From 75c9735c198bb22a2fa234d572aa01fcff79f5ac Mon Sep 17 00:00:00 2001
From: Robert Maynard <rmaynard@nvidia.com>
Date: Fri, 4 Nov 2022 14:29:44 -0400
Subject: [PATCH 1/6] Thrust 1.17 removes the experimental/pinned_allocator.

When xgboost is brought into a large project it can
be compiled against Thrust 1.17+ which don't offer
this experimental allocator.

To ensure that going forward xgboost works in all enviornments we provide a xgboost namespaced version of
the pinned_allocator that previously was in Thrust.
---
 .../xgboost4j-gpu/src/native/xgboost4j-gpu.cu |  4 +-
 src/common/cuda_pinned_allocator.h            | 91 +++++++++++++++++++
 src/tree/gpu_hist/evaluate_splits.cuh         |  4 +-
 3 files changed, 95 insertions(+), 4 deletions(-)

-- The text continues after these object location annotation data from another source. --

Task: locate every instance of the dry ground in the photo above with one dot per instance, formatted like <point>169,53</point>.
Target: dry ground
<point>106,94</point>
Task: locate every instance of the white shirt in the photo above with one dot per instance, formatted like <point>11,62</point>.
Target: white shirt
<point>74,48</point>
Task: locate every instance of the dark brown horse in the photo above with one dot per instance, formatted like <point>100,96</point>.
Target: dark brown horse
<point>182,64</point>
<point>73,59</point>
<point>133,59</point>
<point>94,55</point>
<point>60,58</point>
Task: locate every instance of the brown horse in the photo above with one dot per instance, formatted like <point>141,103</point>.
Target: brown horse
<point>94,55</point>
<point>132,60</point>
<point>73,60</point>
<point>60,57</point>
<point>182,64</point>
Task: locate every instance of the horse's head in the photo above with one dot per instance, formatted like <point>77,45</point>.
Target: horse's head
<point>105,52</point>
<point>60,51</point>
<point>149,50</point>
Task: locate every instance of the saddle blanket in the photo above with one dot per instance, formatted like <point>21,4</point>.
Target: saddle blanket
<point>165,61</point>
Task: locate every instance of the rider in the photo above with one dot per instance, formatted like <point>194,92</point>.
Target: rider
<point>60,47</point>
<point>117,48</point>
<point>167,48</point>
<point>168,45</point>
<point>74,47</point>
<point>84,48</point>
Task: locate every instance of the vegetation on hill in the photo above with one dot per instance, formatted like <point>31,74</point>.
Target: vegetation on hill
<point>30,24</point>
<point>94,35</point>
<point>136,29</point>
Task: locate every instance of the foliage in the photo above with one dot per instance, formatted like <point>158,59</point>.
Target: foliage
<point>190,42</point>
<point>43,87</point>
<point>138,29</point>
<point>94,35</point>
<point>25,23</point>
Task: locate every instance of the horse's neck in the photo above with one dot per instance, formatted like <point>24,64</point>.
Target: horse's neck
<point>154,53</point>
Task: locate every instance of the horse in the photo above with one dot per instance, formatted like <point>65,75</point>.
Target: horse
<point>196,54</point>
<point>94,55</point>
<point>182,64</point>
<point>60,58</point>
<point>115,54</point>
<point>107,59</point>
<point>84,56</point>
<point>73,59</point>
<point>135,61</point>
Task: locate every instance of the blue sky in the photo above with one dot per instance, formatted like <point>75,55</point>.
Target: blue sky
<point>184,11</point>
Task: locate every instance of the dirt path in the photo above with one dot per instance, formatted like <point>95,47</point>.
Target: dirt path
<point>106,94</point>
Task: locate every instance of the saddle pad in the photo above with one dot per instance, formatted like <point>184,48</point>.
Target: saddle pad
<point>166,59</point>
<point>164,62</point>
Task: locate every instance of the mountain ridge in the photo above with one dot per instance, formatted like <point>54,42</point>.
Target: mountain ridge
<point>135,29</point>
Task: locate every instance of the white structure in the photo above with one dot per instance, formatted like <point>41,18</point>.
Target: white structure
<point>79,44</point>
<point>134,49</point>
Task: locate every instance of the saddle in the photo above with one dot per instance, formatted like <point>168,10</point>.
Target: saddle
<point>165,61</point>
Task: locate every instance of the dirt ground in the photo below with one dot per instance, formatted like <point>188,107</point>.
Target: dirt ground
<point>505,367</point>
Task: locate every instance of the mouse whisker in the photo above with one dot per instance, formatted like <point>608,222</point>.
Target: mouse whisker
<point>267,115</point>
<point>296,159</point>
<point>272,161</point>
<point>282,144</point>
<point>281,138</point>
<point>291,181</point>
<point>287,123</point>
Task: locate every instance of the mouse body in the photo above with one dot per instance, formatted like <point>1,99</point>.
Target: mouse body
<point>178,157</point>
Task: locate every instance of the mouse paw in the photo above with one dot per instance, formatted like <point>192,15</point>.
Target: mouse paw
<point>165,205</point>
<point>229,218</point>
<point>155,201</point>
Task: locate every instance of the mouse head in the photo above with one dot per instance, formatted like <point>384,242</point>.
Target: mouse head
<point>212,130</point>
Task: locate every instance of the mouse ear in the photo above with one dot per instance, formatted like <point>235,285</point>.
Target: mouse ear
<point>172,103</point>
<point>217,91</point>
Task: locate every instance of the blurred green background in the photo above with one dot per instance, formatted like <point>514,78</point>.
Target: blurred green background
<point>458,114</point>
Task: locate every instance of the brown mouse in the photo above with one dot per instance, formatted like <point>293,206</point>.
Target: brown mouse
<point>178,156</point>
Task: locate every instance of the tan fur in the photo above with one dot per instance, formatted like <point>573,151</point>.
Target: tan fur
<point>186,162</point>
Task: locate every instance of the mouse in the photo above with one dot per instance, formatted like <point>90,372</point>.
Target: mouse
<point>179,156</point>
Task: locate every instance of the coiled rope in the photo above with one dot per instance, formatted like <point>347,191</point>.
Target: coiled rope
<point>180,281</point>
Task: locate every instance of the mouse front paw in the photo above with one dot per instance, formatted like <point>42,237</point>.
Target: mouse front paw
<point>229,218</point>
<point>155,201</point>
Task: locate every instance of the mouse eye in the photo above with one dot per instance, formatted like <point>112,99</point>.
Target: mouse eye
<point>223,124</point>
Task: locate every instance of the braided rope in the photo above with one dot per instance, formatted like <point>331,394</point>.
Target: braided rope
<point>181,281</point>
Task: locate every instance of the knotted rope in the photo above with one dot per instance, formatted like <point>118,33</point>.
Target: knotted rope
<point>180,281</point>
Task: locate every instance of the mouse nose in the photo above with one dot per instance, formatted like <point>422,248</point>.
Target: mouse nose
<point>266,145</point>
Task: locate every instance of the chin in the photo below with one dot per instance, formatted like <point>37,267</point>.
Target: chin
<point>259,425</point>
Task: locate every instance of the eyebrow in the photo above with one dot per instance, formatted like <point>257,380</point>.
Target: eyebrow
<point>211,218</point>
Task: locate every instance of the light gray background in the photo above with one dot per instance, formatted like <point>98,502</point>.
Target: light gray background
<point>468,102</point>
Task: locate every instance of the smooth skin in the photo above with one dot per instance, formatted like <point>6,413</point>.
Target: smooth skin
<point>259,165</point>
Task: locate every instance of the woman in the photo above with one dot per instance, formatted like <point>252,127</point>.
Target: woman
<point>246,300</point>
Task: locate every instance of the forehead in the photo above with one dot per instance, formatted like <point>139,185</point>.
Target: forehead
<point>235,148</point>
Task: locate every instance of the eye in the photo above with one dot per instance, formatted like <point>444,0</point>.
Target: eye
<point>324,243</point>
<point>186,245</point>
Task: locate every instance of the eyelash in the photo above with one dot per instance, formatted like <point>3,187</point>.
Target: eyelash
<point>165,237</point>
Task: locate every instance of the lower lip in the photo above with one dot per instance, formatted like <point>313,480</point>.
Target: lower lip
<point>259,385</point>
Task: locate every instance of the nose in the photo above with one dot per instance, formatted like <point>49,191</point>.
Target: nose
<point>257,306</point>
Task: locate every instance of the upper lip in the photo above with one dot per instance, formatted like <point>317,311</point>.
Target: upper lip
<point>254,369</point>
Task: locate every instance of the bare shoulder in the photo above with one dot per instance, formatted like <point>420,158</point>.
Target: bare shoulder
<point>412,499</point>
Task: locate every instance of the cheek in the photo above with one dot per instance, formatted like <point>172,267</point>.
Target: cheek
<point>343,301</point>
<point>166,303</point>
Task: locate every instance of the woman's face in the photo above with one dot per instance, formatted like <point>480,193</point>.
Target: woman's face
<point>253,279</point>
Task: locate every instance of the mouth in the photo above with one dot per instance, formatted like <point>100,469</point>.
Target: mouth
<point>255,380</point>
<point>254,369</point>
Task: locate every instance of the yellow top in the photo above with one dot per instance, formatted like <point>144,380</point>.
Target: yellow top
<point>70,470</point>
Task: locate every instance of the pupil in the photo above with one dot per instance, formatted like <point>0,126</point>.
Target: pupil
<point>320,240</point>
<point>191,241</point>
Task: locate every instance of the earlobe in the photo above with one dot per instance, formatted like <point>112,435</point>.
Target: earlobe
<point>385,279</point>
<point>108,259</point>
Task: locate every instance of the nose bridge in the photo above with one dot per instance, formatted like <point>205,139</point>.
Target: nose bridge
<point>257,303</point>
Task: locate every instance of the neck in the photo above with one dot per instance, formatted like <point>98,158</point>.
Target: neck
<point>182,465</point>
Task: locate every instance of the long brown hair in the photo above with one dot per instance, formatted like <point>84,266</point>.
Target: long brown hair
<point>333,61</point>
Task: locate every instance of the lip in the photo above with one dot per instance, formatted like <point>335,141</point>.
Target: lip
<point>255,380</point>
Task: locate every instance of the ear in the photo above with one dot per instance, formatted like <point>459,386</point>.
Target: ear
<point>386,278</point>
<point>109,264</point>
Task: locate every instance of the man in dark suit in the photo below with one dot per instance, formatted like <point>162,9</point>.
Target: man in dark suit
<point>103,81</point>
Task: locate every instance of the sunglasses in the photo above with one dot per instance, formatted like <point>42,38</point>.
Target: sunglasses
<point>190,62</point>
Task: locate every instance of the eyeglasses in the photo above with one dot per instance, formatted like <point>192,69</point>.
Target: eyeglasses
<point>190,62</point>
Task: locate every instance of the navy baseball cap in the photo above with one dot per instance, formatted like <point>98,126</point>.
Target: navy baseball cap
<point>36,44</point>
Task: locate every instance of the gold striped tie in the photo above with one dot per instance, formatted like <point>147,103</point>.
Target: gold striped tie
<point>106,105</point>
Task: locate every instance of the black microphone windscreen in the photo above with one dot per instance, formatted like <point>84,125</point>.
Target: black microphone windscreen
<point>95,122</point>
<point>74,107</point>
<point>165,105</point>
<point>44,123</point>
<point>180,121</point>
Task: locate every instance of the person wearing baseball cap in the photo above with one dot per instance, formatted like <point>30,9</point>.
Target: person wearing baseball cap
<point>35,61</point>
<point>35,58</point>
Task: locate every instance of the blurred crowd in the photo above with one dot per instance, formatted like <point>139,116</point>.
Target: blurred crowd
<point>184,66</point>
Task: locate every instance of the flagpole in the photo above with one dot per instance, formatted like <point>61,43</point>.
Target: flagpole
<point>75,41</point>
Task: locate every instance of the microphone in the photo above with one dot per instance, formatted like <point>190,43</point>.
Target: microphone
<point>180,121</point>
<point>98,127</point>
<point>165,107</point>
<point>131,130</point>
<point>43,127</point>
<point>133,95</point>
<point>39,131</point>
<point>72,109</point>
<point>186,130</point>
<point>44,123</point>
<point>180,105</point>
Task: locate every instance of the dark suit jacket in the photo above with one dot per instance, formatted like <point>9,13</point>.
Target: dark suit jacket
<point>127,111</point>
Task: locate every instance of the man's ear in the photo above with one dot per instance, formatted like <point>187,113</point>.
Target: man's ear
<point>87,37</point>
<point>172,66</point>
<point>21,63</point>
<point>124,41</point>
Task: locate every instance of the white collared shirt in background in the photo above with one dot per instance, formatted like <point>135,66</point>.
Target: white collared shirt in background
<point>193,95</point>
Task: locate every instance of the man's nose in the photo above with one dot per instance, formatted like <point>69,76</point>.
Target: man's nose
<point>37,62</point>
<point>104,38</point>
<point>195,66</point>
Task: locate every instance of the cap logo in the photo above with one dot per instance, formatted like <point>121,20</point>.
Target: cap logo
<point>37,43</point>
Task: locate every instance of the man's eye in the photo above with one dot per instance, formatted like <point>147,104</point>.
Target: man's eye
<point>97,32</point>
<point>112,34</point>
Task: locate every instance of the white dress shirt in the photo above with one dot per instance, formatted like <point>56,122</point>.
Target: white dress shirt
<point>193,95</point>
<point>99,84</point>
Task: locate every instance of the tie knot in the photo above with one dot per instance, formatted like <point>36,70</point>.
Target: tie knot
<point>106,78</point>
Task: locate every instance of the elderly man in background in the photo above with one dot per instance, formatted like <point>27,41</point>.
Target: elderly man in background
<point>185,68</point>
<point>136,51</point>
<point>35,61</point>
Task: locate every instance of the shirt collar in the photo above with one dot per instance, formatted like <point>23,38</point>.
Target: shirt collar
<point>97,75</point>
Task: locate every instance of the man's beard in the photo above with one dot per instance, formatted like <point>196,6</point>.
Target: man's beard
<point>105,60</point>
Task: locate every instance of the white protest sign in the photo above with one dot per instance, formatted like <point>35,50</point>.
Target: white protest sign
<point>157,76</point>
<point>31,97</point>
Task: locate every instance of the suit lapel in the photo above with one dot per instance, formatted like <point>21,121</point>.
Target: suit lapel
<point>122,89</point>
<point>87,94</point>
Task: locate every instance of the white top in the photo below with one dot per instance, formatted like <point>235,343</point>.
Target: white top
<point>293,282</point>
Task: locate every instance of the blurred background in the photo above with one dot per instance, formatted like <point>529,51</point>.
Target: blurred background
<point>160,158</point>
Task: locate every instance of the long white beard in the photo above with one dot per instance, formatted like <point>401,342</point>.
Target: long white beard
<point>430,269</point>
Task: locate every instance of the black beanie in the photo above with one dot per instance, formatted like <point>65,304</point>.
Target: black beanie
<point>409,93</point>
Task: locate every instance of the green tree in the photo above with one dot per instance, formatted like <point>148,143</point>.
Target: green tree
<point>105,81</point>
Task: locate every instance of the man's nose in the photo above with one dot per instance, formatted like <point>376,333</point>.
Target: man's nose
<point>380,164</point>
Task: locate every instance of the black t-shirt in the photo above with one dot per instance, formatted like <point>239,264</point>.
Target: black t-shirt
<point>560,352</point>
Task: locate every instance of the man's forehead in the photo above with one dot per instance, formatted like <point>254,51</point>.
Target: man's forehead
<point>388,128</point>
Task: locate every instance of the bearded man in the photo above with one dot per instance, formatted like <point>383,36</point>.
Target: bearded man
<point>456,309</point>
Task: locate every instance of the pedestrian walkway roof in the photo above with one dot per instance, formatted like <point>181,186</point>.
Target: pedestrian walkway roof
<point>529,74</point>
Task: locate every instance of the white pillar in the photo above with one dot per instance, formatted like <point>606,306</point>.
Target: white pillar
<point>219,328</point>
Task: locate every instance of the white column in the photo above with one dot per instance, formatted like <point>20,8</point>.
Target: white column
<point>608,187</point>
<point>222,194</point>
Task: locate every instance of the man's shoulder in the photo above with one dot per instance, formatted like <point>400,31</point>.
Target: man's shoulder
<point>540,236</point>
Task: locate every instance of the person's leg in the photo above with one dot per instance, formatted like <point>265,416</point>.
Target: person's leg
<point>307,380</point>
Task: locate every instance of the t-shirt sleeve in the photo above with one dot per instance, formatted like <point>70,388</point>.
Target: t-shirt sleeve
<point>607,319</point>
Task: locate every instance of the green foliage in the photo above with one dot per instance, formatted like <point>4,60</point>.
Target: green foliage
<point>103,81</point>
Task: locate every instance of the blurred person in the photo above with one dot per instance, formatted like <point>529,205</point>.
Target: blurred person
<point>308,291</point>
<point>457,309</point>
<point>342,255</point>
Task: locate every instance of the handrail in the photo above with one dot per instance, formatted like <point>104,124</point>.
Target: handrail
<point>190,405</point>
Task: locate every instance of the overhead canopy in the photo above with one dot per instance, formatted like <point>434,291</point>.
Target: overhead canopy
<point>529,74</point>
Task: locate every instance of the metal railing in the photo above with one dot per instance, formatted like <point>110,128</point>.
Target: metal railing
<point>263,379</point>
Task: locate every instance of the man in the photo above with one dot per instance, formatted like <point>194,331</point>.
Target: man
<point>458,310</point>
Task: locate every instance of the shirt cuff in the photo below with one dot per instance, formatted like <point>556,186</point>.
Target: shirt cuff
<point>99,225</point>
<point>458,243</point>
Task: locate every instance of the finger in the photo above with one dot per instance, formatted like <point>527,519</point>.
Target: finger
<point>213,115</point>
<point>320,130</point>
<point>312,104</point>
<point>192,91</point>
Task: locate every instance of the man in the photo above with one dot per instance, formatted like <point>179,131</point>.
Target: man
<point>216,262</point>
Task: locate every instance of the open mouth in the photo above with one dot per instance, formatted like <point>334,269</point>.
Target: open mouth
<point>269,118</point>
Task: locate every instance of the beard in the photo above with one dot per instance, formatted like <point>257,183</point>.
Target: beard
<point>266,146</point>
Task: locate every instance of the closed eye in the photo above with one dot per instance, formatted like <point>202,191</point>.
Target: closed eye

 create mode 100644 src/common/cuda_pinned_allocator.h
diff --git a/jvm-packages/xgboost4j-gpu/src/native/xgboost4j-gpu.cu b/jvm-packages/xgboost4j-gpu/src/native/xgboost4j-gpu.cu
index 4ecf8b0f1da1..eea07207819d 100644
--- a/jvm-packages/xgboost4j-gpu/src/native/xgboost4j-gpu.cu
+++ b/jvm-packages/xgboost4j-gpu/src/native/xgboost4j-gpu.cu
@@ -1,7 +1,7 @@
 #include <jni.h>
-#include <thrust/system/cuda/experimental/pinned_allocator.h>
 
 #include "../../../../src/common/device_helpers.cuh"
+#include "../../../../src/common/cuda_pinned_allocator.cuh"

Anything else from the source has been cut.